The report released Friday morning on the August employment situation is a key input in the Fed's "data-dependent" decision-making process (on rates).
So, what did the report say?
Unemployment ticked up.
Hours worked ticked down.
The monthly change in wages was modest.
That's all going in the direction of a cooling employment situation
The next big data points will be;
September 13th: We'll get the August inflation data, which should be on the decline (given the sharp fall in gas prices last month).
September 21st: We'll get the next Fed decision on rates.
The data is telling us that the exuberance in the economy has exhausted and inflation is softening - thus we should expect the Fed to be at or near the end of this rate hiking cycle.
What could be a catalyst to not only end this cycle, but to reverse it?
Europe.
As we’ve discussed previously, the European Commission has threatened to intervene in the energy market, to offset skyrocketing energy prices in Europe with government subsidies.

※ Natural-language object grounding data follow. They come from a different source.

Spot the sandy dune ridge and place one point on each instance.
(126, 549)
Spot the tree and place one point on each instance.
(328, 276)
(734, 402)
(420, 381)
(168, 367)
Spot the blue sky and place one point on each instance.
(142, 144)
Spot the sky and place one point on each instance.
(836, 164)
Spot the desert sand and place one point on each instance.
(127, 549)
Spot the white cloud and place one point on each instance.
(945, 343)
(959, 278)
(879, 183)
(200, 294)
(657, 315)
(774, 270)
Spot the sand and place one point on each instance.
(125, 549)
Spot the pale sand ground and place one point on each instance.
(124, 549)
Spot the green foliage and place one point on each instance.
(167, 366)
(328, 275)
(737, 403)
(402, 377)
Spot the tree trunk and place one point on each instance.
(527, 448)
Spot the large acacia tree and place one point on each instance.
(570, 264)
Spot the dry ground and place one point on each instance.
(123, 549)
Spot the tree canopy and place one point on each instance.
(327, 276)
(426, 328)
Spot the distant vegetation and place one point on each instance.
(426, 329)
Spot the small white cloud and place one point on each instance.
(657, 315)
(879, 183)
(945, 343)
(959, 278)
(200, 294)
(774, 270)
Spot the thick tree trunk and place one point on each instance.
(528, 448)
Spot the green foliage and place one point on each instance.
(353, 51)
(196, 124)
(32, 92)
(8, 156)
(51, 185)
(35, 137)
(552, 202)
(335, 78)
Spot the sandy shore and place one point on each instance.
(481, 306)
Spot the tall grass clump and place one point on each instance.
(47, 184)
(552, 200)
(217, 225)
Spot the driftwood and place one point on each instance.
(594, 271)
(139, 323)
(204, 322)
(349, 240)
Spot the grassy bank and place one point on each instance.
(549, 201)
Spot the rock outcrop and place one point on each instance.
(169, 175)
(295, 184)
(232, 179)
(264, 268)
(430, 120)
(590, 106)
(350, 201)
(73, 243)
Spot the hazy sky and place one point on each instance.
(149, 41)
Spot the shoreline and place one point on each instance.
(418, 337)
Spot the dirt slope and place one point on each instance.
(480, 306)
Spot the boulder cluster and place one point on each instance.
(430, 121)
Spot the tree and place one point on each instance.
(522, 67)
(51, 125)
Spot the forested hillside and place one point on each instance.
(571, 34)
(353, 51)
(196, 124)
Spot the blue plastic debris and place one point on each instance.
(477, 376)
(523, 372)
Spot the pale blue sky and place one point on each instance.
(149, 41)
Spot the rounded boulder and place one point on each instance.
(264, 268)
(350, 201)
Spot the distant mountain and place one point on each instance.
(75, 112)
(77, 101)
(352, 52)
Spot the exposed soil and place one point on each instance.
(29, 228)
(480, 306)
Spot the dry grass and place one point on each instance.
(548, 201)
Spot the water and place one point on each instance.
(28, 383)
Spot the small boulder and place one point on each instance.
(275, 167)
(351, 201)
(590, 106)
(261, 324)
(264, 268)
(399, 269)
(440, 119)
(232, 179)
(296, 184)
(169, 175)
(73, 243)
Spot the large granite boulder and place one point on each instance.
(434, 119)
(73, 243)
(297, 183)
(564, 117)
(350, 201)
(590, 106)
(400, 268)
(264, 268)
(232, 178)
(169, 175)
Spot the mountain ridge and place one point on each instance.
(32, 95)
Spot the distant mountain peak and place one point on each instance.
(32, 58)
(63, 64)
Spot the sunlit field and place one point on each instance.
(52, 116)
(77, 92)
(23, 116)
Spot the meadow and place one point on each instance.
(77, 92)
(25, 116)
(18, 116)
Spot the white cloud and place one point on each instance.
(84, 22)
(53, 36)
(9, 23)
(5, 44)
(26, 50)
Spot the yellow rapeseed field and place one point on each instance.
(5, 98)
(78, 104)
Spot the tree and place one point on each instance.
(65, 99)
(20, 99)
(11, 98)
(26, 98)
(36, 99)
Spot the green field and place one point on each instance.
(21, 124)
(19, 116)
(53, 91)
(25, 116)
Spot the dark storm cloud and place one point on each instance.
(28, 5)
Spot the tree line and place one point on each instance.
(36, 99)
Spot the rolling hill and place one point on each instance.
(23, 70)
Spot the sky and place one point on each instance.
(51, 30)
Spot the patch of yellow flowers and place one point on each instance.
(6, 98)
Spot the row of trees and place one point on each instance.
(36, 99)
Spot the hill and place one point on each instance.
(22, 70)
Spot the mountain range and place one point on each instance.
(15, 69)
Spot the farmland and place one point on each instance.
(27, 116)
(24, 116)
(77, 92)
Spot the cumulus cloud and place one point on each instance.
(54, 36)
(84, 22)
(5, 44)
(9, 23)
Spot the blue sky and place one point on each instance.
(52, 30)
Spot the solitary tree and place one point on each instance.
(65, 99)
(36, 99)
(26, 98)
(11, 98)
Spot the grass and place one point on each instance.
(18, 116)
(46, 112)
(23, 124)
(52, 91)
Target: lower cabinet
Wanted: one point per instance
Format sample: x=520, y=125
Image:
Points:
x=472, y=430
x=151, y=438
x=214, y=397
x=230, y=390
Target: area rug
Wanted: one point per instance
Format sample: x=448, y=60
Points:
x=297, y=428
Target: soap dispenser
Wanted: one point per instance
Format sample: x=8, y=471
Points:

Related to that effort, G7 countries are stepping up threats to put price caps on Russian energy exports, shown below, (capping the price at which they would pay). Meanwhile, Putin is responding by taking the Nordstream 1 pipeline offline, indefinitely (for "maintenance").
The Western world thinks they can starve Putin of revenue. Putin thinks he can starve Europe (particularly Germany) of energy.
The energy void is unlikely to be filled by OPEC. Iran? We will see.
Nonetheless, it looks like a lose-lose scenario may be approaching, if not here. Cutting more fossil fuel supply, into a structural global shortage, would mean higher prices. And if governments want to subsidize energy, they will do so at the expense of solvency.